M. Dupaquier. Les experts ont conclu d'une manière trop absolue que Pouchon était mort empoisonné par une préparation plombique, parce qu'ils n'ont pas trouvé les altérations propres à ces poisons et que toutes ne sont pas vénéneuses, tels sont les sulfures naturel et artificiel, les sulfate, oxalate, borate, tannate, phosphate; qu'ensuite ils ne se sont pas assurés si le tube, intestinal ne renfermait pas une préparation insoluble. Le symptômes qu'a offerts Pouchon s'expliquent tout aussi bien par son affection chronique de l'estomac que par l'intoxication saturnine. Le plomb retiré des organes peut provenir des réactifs, des aliments, des boissons, etc., et peut-être aussi de l'acétate de plomb qui lui avait été administré en lavement. Il a été prouvé, dans les débats, que Pouchon, quinze mois avant, avait pris, à l'hôpital du Puy, plusieurs lavements composés chacun de 4 gram. d'acétate de plomb.

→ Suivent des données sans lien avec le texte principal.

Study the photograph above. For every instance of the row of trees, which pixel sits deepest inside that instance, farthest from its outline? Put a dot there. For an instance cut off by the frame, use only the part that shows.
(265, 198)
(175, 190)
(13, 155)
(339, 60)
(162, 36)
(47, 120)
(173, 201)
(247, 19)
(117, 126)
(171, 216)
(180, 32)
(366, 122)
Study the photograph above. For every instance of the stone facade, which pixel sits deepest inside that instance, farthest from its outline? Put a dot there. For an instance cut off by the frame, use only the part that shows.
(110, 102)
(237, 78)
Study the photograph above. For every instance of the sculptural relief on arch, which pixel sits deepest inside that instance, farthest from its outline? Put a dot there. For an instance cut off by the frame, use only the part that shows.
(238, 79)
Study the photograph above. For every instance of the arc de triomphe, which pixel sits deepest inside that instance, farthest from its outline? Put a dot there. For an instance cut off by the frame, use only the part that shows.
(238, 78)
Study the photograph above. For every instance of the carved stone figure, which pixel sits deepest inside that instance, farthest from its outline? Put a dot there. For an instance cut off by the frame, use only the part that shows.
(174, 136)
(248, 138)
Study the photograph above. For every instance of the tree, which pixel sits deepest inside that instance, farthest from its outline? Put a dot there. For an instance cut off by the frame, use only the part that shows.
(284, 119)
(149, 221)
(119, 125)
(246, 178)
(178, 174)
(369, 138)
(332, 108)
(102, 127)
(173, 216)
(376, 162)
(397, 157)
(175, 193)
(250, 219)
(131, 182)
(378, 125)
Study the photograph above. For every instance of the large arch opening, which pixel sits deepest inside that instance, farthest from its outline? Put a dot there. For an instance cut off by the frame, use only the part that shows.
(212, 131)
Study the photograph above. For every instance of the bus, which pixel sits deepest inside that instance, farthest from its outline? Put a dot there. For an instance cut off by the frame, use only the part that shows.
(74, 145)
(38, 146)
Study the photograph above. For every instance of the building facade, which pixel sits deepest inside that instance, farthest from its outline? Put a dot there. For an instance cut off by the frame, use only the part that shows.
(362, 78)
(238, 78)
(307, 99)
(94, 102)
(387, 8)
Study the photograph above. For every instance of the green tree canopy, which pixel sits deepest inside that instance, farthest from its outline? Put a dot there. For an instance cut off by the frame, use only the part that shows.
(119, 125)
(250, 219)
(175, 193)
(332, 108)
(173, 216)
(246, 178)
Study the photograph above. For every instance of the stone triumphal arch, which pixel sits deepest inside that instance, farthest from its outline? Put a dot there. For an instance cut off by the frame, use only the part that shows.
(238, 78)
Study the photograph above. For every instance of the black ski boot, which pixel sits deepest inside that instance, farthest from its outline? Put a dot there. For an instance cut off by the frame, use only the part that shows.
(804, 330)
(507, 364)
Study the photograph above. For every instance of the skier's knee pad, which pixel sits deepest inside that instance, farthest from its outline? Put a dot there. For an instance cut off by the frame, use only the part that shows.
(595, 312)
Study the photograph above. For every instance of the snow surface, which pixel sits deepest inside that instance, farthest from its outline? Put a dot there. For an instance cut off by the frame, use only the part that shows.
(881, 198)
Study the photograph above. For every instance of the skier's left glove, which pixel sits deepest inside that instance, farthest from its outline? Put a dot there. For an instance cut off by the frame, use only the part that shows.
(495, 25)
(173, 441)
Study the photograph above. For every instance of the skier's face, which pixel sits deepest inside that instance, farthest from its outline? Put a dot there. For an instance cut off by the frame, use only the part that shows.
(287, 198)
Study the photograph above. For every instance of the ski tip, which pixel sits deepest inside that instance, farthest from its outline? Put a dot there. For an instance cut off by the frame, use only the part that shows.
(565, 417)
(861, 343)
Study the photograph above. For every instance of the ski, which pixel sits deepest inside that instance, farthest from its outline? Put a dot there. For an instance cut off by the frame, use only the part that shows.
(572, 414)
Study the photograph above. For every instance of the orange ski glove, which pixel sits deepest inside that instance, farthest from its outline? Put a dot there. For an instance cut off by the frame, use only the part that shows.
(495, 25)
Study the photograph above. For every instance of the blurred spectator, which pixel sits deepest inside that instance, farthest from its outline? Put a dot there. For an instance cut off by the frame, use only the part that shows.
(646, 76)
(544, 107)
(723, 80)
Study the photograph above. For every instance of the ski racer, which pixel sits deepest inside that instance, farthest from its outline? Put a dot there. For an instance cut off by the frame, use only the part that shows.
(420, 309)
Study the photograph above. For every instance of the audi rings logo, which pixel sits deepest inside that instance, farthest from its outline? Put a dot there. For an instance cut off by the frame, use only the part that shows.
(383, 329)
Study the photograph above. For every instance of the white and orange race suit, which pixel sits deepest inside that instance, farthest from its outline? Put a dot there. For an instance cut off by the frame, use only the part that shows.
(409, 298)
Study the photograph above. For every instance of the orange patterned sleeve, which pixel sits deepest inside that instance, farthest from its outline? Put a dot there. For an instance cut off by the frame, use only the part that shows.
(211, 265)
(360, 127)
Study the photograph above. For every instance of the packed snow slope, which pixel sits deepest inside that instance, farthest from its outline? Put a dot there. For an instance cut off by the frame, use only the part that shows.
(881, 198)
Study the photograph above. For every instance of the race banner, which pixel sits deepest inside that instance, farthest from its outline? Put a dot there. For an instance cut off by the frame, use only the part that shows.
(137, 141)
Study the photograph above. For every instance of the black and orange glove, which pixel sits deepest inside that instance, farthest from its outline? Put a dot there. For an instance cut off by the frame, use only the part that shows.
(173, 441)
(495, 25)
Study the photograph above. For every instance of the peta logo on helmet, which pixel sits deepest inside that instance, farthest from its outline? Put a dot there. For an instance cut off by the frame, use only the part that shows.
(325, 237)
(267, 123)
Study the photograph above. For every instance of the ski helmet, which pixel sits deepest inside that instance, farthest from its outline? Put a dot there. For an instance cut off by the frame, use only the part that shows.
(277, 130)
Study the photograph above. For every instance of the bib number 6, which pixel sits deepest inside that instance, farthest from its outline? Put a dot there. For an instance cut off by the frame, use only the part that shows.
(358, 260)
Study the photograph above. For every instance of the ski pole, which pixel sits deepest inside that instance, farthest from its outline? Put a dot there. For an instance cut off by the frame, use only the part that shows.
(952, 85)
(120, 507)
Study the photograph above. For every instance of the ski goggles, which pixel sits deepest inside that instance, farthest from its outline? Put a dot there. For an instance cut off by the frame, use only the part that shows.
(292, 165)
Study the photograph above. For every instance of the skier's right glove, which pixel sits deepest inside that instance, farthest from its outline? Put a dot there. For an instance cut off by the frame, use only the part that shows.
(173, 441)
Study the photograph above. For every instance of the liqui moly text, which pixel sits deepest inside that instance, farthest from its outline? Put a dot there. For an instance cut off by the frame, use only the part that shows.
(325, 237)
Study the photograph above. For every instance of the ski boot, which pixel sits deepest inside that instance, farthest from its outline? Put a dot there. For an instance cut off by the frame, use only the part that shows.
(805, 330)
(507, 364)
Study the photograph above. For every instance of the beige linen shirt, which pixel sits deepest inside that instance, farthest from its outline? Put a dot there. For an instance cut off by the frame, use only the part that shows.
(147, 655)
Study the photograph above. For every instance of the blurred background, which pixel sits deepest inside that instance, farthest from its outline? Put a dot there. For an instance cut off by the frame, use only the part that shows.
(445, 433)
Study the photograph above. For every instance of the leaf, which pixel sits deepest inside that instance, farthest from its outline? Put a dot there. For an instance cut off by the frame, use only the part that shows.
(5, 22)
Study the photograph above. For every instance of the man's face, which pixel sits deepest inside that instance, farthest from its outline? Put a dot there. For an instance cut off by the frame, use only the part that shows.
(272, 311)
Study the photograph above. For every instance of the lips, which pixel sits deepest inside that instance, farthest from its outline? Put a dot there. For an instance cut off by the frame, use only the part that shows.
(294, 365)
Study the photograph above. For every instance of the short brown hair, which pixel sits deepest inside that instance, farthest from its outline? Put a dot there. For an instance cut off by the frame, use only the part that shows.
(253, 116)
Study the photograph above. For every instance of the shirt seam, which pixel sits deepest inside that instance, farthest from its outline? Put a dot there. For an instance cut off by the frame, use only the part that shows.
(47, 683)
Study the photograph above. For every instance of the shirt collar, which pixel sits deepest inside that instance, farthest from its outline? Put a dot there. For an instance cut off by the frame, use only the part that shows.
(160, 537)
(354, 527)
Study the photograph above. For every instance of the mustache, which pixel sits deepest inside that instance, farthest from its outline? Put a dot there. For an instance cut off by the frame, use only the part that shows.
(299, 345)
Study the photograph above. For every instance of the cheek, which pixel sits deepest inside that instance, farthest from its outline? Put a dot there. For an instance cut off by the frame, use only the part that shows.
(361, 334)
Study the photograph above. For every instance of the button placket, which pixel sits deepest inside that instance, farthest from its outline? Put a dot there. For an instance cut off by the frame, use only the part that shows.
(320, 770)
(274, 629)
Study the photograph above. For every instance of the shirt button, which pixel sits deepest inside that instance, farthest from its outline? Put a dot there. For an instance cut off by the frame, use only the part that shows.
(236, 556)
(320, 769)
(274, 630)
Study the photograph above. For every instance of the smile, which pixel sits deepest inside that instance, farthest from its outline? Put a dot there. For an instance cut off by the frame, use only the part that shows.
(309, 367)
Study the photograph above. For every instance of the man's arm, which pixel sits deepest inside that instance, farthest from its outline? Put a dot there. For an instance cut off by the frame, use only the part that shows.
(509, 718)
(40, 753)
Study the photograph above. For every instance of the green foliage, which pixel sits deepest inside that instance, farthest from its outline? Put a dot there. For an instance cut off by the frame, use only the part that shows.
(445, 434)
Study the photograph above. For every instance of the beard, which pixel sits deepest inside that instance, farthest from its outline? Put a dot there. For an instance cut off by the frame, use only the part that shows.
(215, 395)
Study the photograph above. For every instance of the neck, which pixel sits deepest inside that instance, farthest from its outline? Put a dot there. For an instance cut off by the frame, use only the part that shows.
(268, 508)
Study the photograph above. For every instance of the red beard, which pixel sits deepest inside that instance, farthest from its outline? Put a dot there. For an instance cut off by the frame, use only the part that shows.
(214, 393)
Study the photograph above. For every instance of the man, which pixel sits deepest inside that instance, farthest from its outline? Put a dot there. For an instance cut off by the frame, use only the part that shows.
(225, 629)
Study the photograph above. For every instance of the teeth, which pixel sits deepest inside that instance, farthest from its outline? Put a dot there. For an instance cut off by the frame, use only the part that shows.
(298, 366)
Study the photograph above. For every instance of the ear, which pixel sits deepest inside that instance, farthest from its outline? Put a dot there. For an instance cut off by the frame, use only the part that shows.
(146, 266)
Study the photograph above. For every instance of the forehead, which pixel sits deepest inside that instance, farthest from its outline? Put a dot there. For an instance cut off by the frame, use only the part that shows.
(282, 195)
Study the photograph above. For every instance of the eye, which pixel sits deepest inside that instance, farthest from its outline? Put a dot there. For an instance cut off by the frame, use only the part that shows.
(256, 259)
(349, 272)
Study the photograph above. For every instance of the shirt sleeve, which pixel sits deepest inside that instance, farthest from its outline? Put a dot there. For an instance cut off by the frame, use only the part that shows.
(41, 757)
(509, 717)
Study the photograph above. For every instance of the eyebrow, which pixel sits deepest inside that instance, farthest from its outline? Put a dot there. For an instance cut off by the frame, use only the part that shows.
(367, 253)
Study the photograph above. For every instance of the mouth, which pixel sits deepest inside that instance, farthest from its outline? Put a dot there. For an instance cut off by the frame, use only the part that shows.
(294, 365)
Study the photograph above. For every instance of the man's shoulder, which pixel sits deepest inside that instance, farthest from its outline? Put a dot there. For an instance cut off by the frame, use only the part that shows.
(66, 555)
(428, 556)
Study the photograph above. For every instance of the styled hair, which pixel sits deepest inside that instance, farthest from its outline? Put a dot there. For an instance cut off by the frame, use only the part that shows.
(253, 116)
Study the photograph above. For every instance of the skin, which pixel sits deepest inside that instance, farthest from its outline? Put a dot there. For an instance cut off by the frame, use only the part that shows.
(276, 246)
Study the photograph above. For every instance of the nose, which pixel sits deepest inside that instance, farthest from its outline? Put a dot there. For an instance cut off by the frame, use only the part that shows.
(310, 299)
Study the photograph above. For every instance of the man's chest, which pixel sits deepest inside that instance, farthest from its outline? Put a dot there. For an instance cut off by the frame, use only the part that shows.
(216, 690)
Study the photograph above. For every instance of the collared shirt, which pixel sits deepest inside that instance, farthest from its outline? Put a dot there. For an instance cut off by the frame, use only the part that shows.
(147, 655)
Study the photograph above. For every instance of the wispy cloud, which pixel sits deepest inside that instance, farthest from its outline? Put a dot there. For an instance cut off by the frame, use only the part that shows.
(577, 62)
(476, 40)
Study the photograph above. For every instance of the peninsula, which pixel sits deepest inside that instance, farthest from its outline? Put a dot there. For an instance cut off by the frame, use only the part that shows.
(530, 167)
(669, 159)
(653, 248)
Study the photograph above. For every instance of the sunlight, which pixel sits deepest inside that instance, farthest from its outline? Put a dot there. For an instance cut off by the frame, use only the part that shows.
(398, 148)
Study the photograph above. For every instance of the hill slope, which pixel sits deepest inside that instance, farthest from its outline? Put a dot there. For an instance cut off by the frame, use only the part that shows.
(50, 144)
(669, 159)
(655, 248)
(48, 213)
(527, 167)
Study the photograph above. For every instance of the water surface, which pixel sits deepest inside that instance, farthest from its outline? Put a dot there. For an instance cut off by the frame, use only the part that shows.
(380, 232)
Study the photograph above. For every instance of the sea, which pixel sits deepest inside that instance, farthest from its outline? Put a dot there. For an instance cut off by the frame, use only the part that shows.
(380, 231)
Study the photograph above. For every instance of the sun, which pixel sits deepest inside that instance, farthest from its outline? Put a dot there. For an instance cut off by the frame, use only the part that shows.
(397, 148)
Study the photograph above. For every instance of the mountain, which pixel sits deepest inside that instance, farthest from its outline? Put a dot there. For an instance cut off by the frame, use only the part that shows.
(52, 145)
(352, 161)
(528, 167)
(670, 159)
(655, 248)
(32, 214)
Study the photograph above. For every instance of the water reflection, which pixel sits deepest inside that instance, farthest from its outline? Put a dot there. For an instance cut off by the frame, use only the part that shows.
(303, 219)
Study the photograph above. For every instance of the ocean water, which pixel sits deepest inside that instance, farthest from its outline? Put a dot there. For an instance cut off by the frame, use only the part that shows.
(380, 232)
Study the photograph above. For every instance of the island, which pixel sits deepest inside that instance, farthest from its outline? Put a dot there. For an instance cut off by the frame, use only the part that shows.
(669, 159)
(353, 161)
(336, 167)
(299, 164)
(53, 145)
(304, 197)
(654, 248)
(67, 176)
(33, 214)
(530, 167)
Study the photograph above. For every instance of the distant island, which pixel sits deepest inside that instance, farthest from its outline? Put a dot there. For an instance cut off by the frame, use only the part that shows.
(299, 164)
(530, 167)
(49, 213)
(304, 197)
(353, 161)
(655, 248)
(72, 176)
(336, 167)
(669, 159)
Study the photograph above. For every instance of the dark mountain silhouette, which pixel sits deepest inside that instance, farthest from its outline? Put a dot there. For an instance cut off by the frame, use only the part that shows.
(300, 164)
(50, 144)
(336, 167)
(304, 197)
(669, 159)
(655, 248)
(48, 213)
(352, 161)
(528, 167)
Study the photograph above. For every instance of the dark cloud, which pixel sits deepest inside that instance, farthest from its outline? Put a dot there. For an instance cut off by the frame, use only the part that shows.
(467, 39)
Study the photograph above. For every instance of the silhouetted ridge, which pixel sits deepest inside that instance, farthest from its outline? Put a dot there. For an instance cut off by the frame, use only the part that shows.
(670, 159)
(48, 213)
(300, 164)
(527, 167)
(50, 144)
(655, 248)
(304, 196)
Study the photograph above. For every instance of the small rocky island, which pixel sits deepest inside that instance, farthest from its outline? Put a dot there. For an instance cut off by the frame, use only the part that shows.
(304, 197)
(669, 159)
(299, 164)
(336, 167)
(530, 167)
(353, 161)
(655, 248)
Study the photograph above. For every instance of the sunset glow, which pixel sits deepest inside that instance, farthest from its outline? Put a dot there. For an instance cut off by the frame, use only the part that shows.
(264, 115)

M. Orfila. Il est extrêmement probable que Pouchon est mort empoisonné par le plomb. Il l'affirmerait même, s'il lui était démontré que les matières du tube intestinal ne renfermaient pas une préparation de plomb insoluble, que les réactifs employés ne contenaient pas non plus de plomb, parce que les symptômes éprouvés par Pouchon sont plutôt ceux d'un empoisonnement que de son affection estomacale.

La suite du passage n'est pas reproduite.